Missouri Has A Productive Legislative Session, With More to Come
As the clock ticked down in the last week of Missouri’s regular legislative session, there was growing concern about what would actually get done this year. From education reform to tax reform and everything in between, the expectation among veteran observers was that rather than a lot of bills passing alone on their merits, bills instead would be amended into a handful of mega bills—Christmas trees adorned with dozens of legislative ornaments.
Late session negotiation and consolidation is a hallmark of Missouri’s legislative culture, but in 2021, policymakers adopted this logrolling approach to a historic extent. The legislature regularly passes more than 100 bills each regular session, but according to Legiscan, it passed a total of only 24 bills this year—less than half of the 49 passed in last year’s pandemic-shortened session, and less than a third of the previous decade low of 89 in 2017.
To be sure, the number of bills “truly agreed to and finally passed” can conceal the full extent of the policy changes made in a given legislative year. But given the frequency of filibusters in the Missouri Senate, passing so few bills and waiting until so late in the session to do so is an enormous gamble. But this year, the gamble paid off.
Policymakers delivered a surprising number of strong victories for Missouri this year. We’ve talked about some of those already, including wins for education savings accounts, local checkbook transparency, occupational licensing reform, and deregulation. The session saw strong pushback against implementing Medicaid expansion in Missouri, and while the battle is likely headed to court, the bad policy and the legislative history of that initiative remain unchanged. Medicaid expansion was never going to be free, and supporters should have been straight with voters about that from the beginning. We’ll see what the courts do in the year ahead.
But I haven’t talked, at least on the blog, about several other successes from the session that I’ve supported in the past but maybe haven’t discussed recently. For one, the legislature finally passed an internet sales tax—and by “finally” I mostly mean that policymakers have been saying they’d do it for a long time. Fortunately, they also passed it in a revenue-neutral way, which I have long supported. As I wrote in 2018:
Researchers at the Show-Me Institute have long-supported low tax rates with a broad base, and sales taxes are less destructive to growth than income taxes. But as the sales tax base broadens, another tax should contract to ensure the government isn’t growing and treating taxpayers like a piggybank. In fact, the tax reform bill passed earlier this year originally included a provision that would have created an Internet sales tax in the state, but also simultaneously reduced state income taxes. That revenue-neutral approach is not just good governance—it is good policy that shifts the state’s reliance away from growth-destroying income taxes. [Emphasis mine]

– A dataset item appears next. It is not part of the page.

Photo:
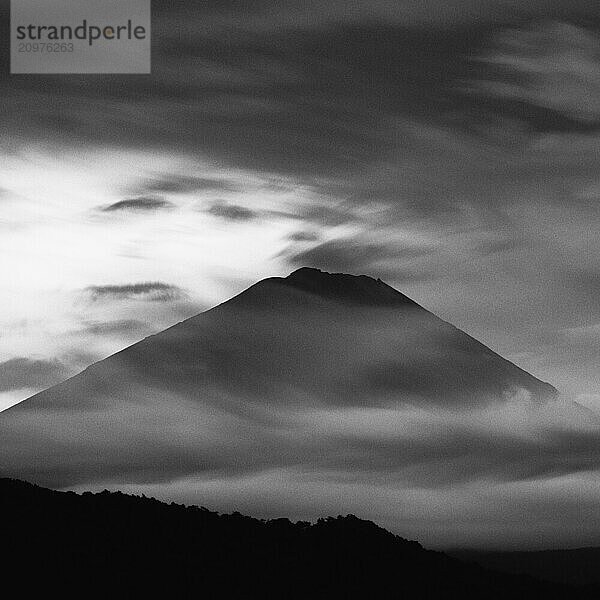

Indeed, the sales-tax-increase-for-income-tax-decrease was the approach the legislature ultimately took. It also wasn’t the only tax-related change this year. The legislature also tightened the definition of blight and limited where tax-increment financing could be meted out. It passed a higher gas tax, which is an appropriate way to fund infrastructure investments— the gas tax in Missouri has been frozen since the 1990s and hasn’t kept pace with inflation. Time will tell whether there is a process foul under the Hancock Amendment in the way this tax was enacted.
And there was more. The legislature added some guard rails to the ability of local governments to impose draconian lockdown orders, which I came out against early in the pandemic. The legislature passed the Second Amendment Protection Act, which reaffirms that the federal government cannot commandeer state officials to do the federal government’s will—perhaps an academic point on the surface, but a substantive reform at its core. And while it didn’t pass, the legislature discussed barring Critical Race Theory in the classroom, a subject I haven’t talked about much here but is emerging as an important issue of not only curriculum but government transparency.
Those are just some of the highlights from the session, and there are many more items that we can, and will, talk about in the months ahead. There were items left undone, including comprehensive tax credit reform, deeper TIF reform, and making more of the COVID regulatory relief orders permanent, though there’s still time to do that. And of course, there will likely be three special sessions coming—one on elections, one on Medicaid provider taxes, and one on redistricting after the census releases its final decennial numbers. Mark your calendars for those.
More remains to be done, and hopefully more will be done. But to be fair, this was a pretty good start.